Verso il default - Bruxelles, insomma, potrebbe non riaprire le trattative, spingendo de facto la Grecia fuori dall'euro (con buona pace della Merkel, che disse che Atene fuori dalla moneta unica equivale alla "sconfitta dell'euro", una frase alla quale, forse, non crede neppure lei). Lo scenario più probabile, in definitiva, è quello del default greco nei confronti della Bce, cui deve 3,49 miliardi in scadenza il 20 luglio. Di fronte all'insolvenza di Atene, l'Eurotower sarà costretta a interrompere i finanziamenti di emergenza che fino ad oggi hanno tenuto in piedi le banche (in totale, fanno 89 miliardi di aiuti dall'agosto scorso). Per la Grecia, dunque, il rischio è un collasso del sistema bancario e una profonda, forse insostenibile, crisi di liquidità.
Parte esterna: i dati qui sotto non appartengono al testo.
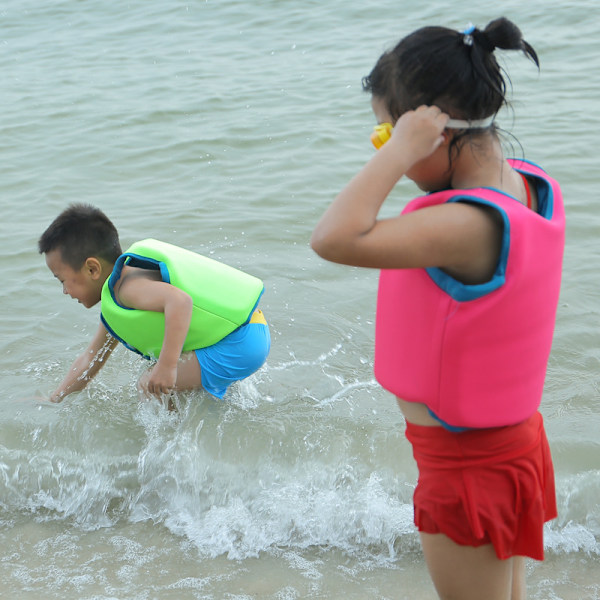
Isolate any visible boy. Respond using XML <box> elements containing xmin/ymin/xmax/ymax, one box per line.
<box><xmin>38</xmin><ymin>204</ymin><xmax>271</xmax><ymax>402</ymax></box>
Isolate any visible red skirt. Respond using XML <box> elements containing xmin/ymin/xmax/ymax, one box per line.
<box><xmin>406</xmin><ymin>413</ymin><xmax>557</xmax><ymax>560</ymax></box>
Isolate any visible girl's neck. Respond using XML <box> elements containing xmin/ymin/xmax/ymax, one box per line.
<box><xmin>451</xmin><ymin>134</ymin><xmax>511</xmax><ymax>189</ymax></box>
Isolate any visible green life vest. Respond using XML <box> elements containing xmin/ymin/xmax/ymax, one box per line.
<box><xmin>101</xmin><ymin>239</ymin><xmax>264</xmax><ymax>358</ymax></box>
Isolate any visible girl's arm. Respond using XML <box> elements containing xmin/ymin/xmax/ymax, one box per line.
<box><xmin>118</xmin><ymin>276</ymin><xmax>192</xmax><ymax>395</ymax></box>
<box><xmin>311</xmin><ymin>106</ymin><xmax>495</xmax><ymax>277</ymax></box>
<box><xmin>49</xmin><ymin>323</ymin><xmax>117</xmax><ymax>402</ymax></box>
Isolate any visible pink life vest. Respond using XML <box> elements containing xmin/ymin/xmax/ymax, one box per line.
<box><xmin>375</xmin><ymin>160</ymin><xmax>565</xmax><ymax>428</ymax></box>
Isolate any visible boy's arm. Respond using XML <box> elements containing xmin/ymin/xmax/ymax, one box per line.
<box><xmin>49</xmin><ymin>323</ymin><xmax>117</xmax><ymax>402</ymax></box>
<box><xmin>118</xmin><ymin>276</ymin><xmax>192</xmax><ymax>396</ymax></box>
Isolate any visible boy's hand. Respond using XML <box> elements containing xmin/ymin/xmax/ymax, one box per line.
<box><xmin>142</xmin><ymin>361</ymin><xmax>177</xmax><ymax>396</ymax></box>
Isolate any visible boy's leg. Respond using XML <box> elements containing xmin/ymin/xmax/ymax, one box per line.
<box><xmin>175</xmin><ymin>352</ymin><xmax>202</xmax><ymax>392</ymax></box>
<box><xmin>420</xmin><ymin>533</ymin><xmax>525</xmax><ymax>600</ymax></box>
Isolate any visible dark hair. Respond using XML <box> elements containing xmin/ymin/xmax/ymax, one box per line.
<box><xmin>363</xmin><ymin>17</ymin><xmax>539</xmax><ymax>120</ymax></box>
<box><xmin>38</xmin><ymin>204</ymin><xmax>122</xmax><ymax>270</ymax></box>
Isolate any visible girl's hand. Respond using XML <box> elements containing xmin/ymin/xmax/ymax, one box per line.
<box><xmin>390</xmin><ymin>105</ymin><xmax>450</xmax><ymax>164</ymax></box>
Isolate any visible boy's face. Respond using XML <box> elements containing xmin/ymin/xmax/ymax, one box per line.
<box><xmin>46</xmin><ymin>249</ymin><xmax>104</xmax><ymax>308</ymax></box>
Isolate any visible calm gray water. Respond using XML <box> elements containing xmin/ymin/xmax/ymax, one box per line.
<box><xmin>0</xmin><ymin>0</ymin><xmax>600</xmax><ymax>600</ymax></box>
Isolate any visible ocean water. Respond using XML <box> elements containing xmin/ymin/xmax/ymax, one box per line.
<box><xmin>0</xmin><ymin>0</ymin><xmax>600</xmax><ymax>600</ymax></box>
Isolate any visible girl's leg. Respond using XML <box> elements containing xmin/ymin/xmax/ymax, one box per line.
<box><xmin>421</xmin><ymin>533</ymin><xmax>525</xmax><ymax>600</ymax></box>
<box><xmin>510</xmin><ymin>556</ymin><xmax>527</xmax><ymax>600</ymax></box>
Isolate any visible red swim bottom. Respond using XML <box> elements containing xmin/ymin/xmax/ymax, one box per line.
<box><xmin>406</xmin><ymin>413</ymin><xmax>557</xmax><ymax>560</ymax></box>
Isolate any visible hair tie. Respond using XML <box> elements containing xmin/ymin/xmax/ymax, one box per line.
<box><xmin>461</xmin><ymin>23</ymin><xmax>475</xmax><ymax>46</ymax></box>
<box><xmin>461</xmin><ymin>23</ymin><xmax>496</xmax><ymax>52</ymax></box>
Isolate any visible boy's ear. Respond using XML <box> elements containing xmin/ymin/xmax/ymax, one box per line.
<box><xmin>83</xmin><ymin>256</ymin><xmax>102</xmax><ymax>281</ymax></box>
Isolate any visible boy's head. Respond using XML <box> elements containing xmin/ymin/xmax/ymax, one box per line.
<box><xmin>38</xmin><ymin>204</ymin><xmax>122</xmax><ymax>308</ymax></box>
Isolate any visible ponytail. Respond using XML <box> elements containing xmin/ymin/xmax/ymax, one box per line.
<box><xmin>363</xmin><ymin>17</ymin><xmax>539</xmax><ymax>121</ymax></box>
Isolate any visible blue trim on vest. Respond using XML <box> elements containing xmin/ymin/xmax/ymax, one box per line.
<box><xmin>425</xmin><ymin>195</ymin><xmax>508</xmax><ymax>302</ymax></box>
<box><xmin>105</xmin><ymin>252</ymin><xmax>171</xmax><ymax>312</ymax></box>
<box><xmin>512</xmin><ymin>158</ymin><xmax>554</xmax><ymax>221</ymax></box>
<box><xmin>100</xmin><ymin>314</ymin><xmax>152</xmax><ymax>360</ymax></box>
<box><xmin>427</xmin><ymin>407</ymin><xmax>473</xmax><ymax>433</ymax></box>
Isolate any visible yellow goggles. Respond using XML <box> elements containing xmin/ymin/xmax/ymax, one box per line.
<box><xmin>371</xmin><ymin>123</ymin><xmax>393</xmax><ymax>150</ymax></box>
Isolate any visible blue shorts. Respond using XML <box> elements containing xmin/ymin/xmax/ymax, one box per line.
<box><xmin>194</xmin><ymin>309</ymin><xmax>271</xmax><ymax>398</ymax></box>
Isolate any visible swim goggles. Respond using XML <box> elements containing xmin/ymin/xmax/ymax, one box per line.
<box><xmin>371</xmin><ymin>115</ymin><xmax>495</xmax><ymax>150</ymax></box>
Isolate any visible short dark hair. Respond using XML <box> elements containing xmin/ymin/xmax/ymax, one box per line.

Euro addio? - L'uscita dall'euro, comunque, non è automatica in caso di vittoria del "no". Quest'ultima, come detto, è adesso l'ipotesi più probabile: anche nel caso (improbabile) in cui riprendessero i negoziati (in un clima ancor più avvelenato rispetto a una settimana fa), è difficile immaginare che si possano raggiungere dei risultati, anche perché di risultati, negli ultimi 5 mesi, non ne sono stati raggiunti. Dunque, in caso di default, il governo greco per sopravvivere e per fronteggiare la crisi di liquidità, sarebbe costretto ad emettere una divisa parallela: solo a questo punto, anche a lato pratico, Atene inizierebbe l'irreversibile processo che la condurrebbe fuori dalla moneta unica e a riabbracciare la dracma. Un territorio, quest'ultimo, ancor più inesplorato del "territorio inesplorato" a cui ha fatto riferimento Draghi.

domenica 5 luglio 2015

IN GRECIA TRIONFA IL "NO" La rivolta degli schiavi contro la Ue, umiliata Angela Merkel: ecco le cifre

Referendum greco, vince il "no": incerto il futuro del Paese, dell'euro e dell'Unione europea




La rivolta degli schiavi. Al referendum greco si delinea un trionfo del "no": il popolo, umiliato per anni dall'Europa, boccia la proposta dei creditori dell'Unione Europea. Alexis Tsipras vince la sua personalissima sfida, anche se da oggi il futuro del Paese pare più precario che mai, a partire dalla permanenza nella moneta unica. Dopo le indiscrezioni del Financial Times e gli exit poll delle tv di Stato, il risultato pare netto: con oltre il 35% delle schede scrutinate, spiega il ministero dell'Interno, il "no" è in vantaggio con il 61% dei voti, mentre il "sì" è inchiodato al 39 per cento. Nella sede di Syriza, partito del premier ellenico, è già iniziata la festa (mentre Tsipras sarebbe pronto a partire alla volta di Bruxelles). Non altissima l'affluenza della consultazione, al 65%, percentuale pari a quella delle elezioni dello scorso febbraio. Ora, come ha detto Mario Draghi qualche giorno fa, si entra in un territorio inesplorato. Con assoluta probabilità, prima del definitivo default e dell'addio alla moneta unica (che la Grecia, ha fatto sapere il portavoce del governo, vorrebbe evitare), si tenterà un'ultima trattativa, al quale la Grecia arriverà rafforzata dal voto del popolo. Tsipras ha subito confermato di voler trovare un nuovo accordo, chiedendo contestualmente alla Bce nuova liquidità. Di sicuro, per ora, c'è che Angela Merkel ha perso la sua sfida: aveva scommesso tutto sul "sì", ma la scommessa è stata persa. La paura, ad Atene, è che la "vittoria" al referendum, però, sia destinata a restare soltanto una vittoria simbolica.